Frickenhausen. 1971 war Gustav Heinemann Bundespräsident, Willy Brandt Bundeskanzler, Richard Nixon US-Präsident, Borussia Mönchengladbach Deutscher Fußballmeister und Jackie Stewart Formel-1-Weltmeister. Die erste E-Mail wurde in diesem Jahr verschickt und das „Wort des Jahres“ war „aufmüpfig“. Das waren in Frickenhausen - im übertragenen Sinne - auch einige Tischtennisspieler, die bis dahin im TSV Frickenhausen ihrem Sport nachgingen und am 25. Juli einen eigenen Verein gründeten: den Tischtennis-Club Frickenhausen (TTC).

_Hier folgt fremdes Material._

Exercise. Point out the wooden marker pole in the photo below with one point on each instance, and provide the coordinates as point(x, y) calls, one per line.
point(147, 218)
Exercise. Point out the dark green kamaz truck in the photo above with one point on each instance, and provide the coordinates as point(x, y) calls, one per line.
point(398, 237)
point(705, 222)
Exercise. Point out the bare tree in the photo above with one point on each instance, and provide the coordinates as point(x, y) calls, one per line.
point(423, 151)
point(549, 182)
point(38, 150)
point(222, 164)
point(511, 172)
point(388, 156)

Das 50-jährige Bestehen wird in diesem Jahr wieder gemeinsam begangen, denn 2019 schlossen sich TTC und TSV zu „Tischtennis Frickenhausen“, kurz TT Frickenhausen, zusammen. Diese Entscheidung trafen beide Vereine aus Überzeugung, denn mittel- und langfristig sehen sich die Frickenhäuser Tischtennis-Cracks den Herausforderungen in ihrem Sport nur Schulter an Schulter gewachsen. Auf der Grundlage ihrer seit Jahren herausragenden Jugendarbeit soll es wieder nach oben gehen. Zuletzt hatten sich mit der 16-jährigen Lea Lachenmayer und Liang Qiu (26) zwei „Eigengewächse“ für die Deutschen Meisterschaften der Aktiven Ende August in Bremen qualifiziert. Aushängeschild der Ausbildung an der Basis ist Liangs jüngerer Bruder Dang Qiu (24), der am 25. Juni in Warschau zusammen mit Nina Mittelham Europameister im Mixed wurde. In der anstehenden Bundesliga-Saison geht der in Nürtingen Geborene für Rekordmeister Borussia Düsseldorf auf Punktejagd.

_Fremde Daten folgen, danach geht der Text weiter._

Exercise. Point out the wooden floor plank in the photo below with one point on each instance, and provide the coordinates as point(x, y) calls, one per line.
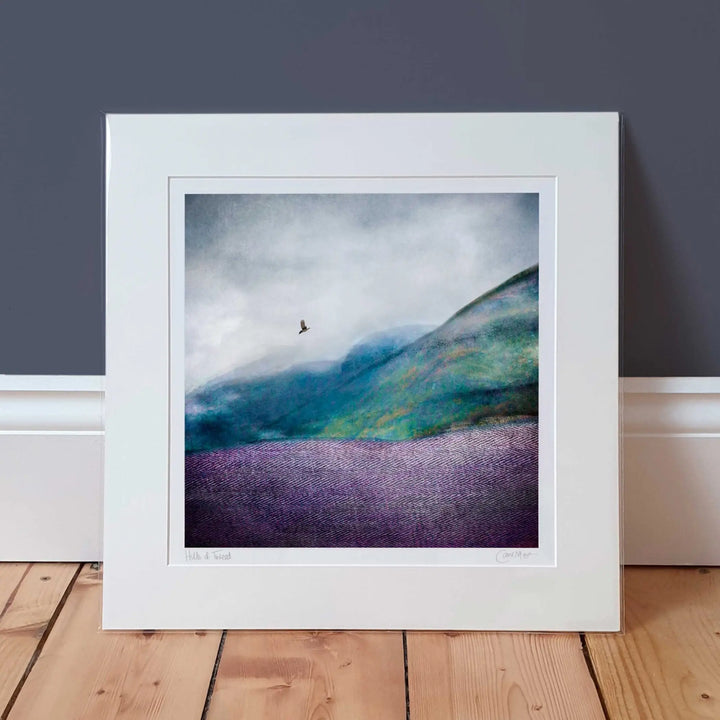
point(667, 664)
point(84, 673)
point(499, 676)
point(302, 675)
point(25, 616)
point(11, 574)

Dass es in Zukunft auch wieder Bundesliga-Tischtennis im Täle zu bewundern gibt, dafür sorgt die vor zwei Jahren gegründeten Para-Abteilung: Deren Chef Thomas Brüchle, zweimaliger Team-Weltmeister und sechsmaliger Europameister, spielt zusammen mit seinem Partner, dem Iren Colin Judge, nicht nur in der Rollstuhl-Bundesliga, sondern auch als Nummer eins bei den TT-Männern in der Landesklasse und ist dort der überragende Spieler. Vom 24. August bis 4. September nehmen Judge und Brüchle an den Paralympics in Tokio teil. Brüchle gewann 2012 in London und 2016 in Rio de Janeiro mit dem deutschen Team jeweils die Silbermedaille.Vor 50 Jahren hatte man sich das alles noch nicht träumen lassen. Bei der Gründungsversammlung wurde Rolf Wohlhaupter-Hermann zum Präsidenten gewählt, sein Stellvertreter wurde Fritz Diez.
1995 gelingt das Wunder
Als reiner Amateurverein arbeitete sich der Club in kurzer Zeit bis in die Zweite Bundesliga nach oben. 1995 gelang der Sprung ins Oberhaus. Vier Jahre später war Frickenhausen deutscher Vizemeister. In der Saison 2002/2003 drang der TTC schließlich bis ins Endspiel des ETTU-Cups vor und unterlag dort dem Vertreter aus Montpellier nur knapp. Den sportlichen Höhepunkt erreichte der Verein in der Saison 2005/2006“, als die Bundesligamannschaft mit Ma Wenge, Jens Lundquist, Torben Wosik und Bojan Tokic das Triple mit Deutscher Meisterschaft, DTTB-Pokalsieg und dem Gewinn des ETTU-Pokals holte. Erstmals war der TTC dadurch in der Champions League spielberechtigt. Den nationalen Titel konnten Ma Wenge, Bastian Steger, Bojan Tokic und Patrick Baum, gemeinsam mit Trainer Jian Xin Qiu, der 2006 als Trainer des Jahres ausgezeichnet wurde, im folgenden Jahr verteidigen.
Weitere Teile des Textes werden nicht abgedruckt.